A few years ago Denbigh and I thought we could never get a home. Then we got our first home. We got pregnant and I started asking God for a 4 door car. I thought God was going to help my husband make the extra money to get the car. Instead, my Abba sent a man with no job to hand me the keys of his car. When God put the vision for this Respite into our hearts, there was no doubt in my mind that "we" could never afford to do it. After nine months of homelessness, we were pointed to a house that was comparable in price to our old house, which was one forth the size. Each project we undertake is payed for by prayer. God sends the funds and the volunteers. Genuinely, each day we live a miracle. It is tough and hard won. That is part of the beauty.

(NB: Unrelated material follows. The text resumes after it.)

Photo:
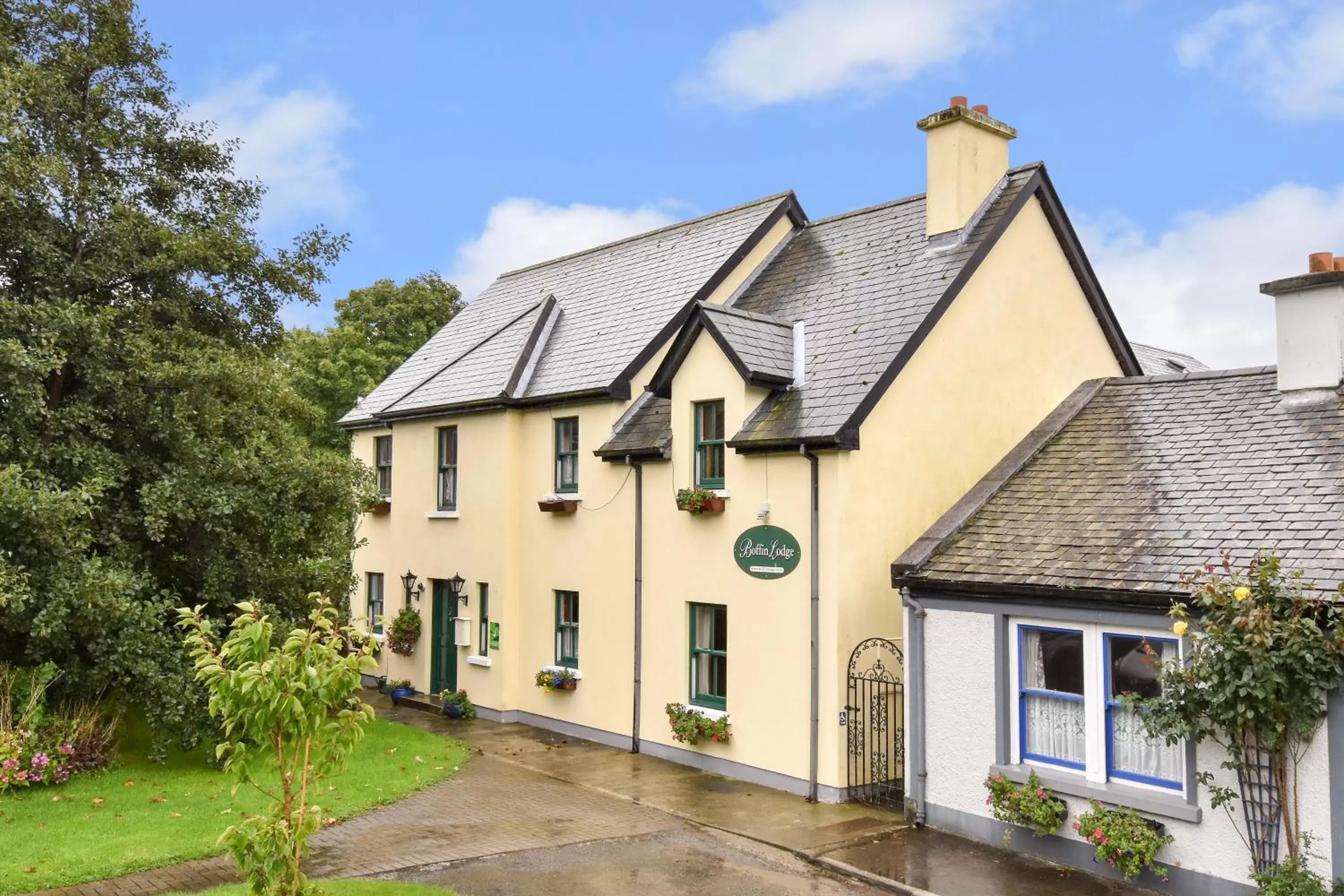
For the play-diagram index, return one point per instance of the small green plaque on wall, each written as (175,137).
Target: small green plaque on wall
(767,552)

A while back, my husband and I were discussing the people who say they get gold teeth during worship. His comment was that if God had done it, why wouldn't He make their teeth whole like they were before.

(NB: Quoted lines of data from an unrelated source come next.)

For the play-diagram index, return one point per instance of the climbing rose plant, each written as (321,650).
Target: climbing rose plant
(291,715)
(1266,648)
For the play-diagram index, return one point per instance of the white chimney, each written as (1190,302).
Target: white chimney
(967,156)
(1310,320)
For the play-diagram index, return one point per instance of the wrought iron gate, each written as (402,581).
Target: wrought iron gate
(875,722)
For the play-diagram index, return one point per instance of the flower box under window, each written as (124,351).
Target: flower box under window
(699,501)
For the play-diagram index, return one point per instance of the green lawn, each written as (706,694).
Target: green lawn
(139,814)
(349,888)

I have needed some serious dental work for a while. With each baby I lost, I felt like a tooth would crack and about fall out of my mouth. We paid the thousands of dollars to get some of it done, but could not get it all done. I had pretty much resigned myself to my teeth falling out and me getting dentures. I kept asking God if He would fix my teeth. God sent someone to me to fix my teeth. I never asked. They didn't know. Jesus had whispered it into this person's heart. Today, I completed that treatment plan. I think I must have had six visits to the office. I cannot even surmise how much this would have cost me if I had to pay for it. All I know is that God answered me. He went beyond what I could ask for or imagine. He didn't give me gold teeth, but He, in His mercy, made my teeth whole. He restored me. I am thankful to the Lord today with tears of joy. It is not just because He did what I asked Him to do, but in knowing that He sees me and that He cares.